Ron Stallworth is the first black officer in the Colorado Springs Police Department in the 1970s, and while assigned to the intelligence division, he calls the number for the local Klu Klux Klan. Invited to the chapter, Stallworth puts his Jewish co-worker up to impersonating him at the meeting. Before too long, the black man and the Jewish man have infiltrated the chapter, days before Grand Wizard David Duke pays Colorado Springs a visit.
John David Washington, son of Denzel, plays Stallworth to the hilt: more intelligent, quick witted, and compassionate than any of the police officers like Fred Weller’s Andy Landers who uses his whiteness as a bludgeon, taking what he wants and assuming he’s the better man. [Ironically, I didn’t realize Washington was Denzel’s son until writing up the review – his looks, voice, and has mannerisms mirror his father’s so much I thought he’d simply studied Denzel.] As Detective Flip Zimmerman, Adam Driver proves again his depth and range (Star Wars: The Last Jedi, Midnight Special) as Stallworth’s alter ego. These two have great banter – and significant conversations about the threats facing blacks and Jews in 1970s America, where Stallworth recognizes changes need to be made and Zimmerman thinks they should go along to get along.
While the story slowly builds, showing us the way the local Klan is split between the cautious Walter Breachway (Ryan Eggold, fantastically different than Dr. Max Goodwin on New Amsterdam) and the rabidly psychotic Felix Kendrickson (Jasper Paakonen). Against the backdrop of the Stallworth/Zimmerman infiltration, Stallworth does his best to woo the head of the local Black Student Union, Patrice Dumas (Laura Harrier). They discuss what it means to be loyal to the country or standing for something bigger than themselves. Somehow, Stallworth looks at both sides, the extremist black one and the extremist white one, and tries to examine it from a cop’s perspective.

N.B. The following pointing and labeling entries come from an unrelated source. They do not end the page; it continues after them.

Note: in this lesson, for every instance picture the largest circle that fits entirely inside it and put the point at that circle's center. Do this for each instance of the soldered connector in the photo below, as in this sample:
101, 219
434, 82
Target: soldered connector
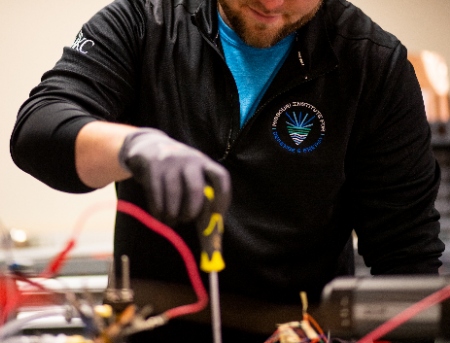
119, 298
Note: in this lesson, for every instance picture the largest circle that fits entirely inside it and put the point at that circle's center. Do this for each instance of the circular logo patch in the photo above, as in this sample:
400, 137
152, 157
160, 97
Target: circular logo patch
298, 127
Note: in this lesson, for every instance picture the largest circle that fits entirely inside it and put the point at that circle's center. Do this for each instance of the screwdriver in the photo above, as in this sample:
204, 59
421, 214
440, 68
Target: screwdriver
210, 227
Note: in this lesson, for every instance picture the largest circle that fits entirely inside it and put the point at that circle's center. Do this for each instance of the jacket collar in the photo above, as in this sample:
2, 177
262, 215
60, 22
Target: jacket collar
314, 48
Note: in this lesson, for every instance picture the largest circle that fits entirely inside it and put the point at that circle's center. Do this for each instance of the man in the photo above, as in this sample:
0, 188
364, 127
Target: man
307, 111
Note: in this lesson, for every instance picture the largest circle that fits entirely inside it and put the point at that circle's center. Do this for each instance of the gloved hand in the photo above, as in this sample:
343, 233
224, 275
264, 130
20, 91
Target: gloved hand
173, 175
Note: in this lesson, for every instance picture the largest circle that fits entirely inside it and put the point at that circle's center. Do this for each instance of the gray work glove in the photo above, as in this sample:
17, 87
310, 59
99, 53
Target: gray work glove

The film is funny, in a witty way, and in the comical way Topher Grace plays David Duke. There’s a line in there about how America would never elect a racist like David Duke to be the president, and the irony isn’t lost given the racism ripping up and down the United States. But there’s also something deeply dark and powerful at the undercurrent of the film that is troubling, and challenging to stomach.
In one particular series of scenes, the black students rally around a contemporary of Martin Luther King Jr.’s and hear about the violence he saw firsthand, while Duke initiates the local Colorado Springs chapter into full-blooded Klan membership. In both, The Birth of a Nation is referenced – in one place as a cause of great violence; in the other, part of a Christian-influenced ceremony with popcorn and cheers as the evil of the Klan celebrates. Yes, this is an agenda – it’s a Spike Lee joint! – but it’s also dealing with history with an eye to the present, and we’re foolish to act like it isn’t pointing a finger at us, asking us if we’re just like the white cops who allow Landers to continue because the police are a “brotherhood.” Two brotherhoods, one movie…
Wrestling with the racism and ideology in the film leaves me to think that there’s supposed to be another brotherhood, another family, the body of Christ, that’s supposed to stand against this. But the truth is that the Klan’s ideals are so tied to the religious experience of some in church that the water gets muddied, as does the theology. This is true of more issues than I care to admit within the life of the church – racism, sexism, etc. – and we cannot claim to be the body of Christ until we take a good long look in the mirror and consider how our -isms and our privilege separate us from those who God created as our brothers and sisters.
Special features on the Blu-ray include the cast and crew discussing working with Lee, as well as the extended trailer featuring “Mary, Don’t You Weep” by Prince. The end credits include scenes from the conflict at the University of Virginia in August 2017 that highlight that we still have a racism problem in America.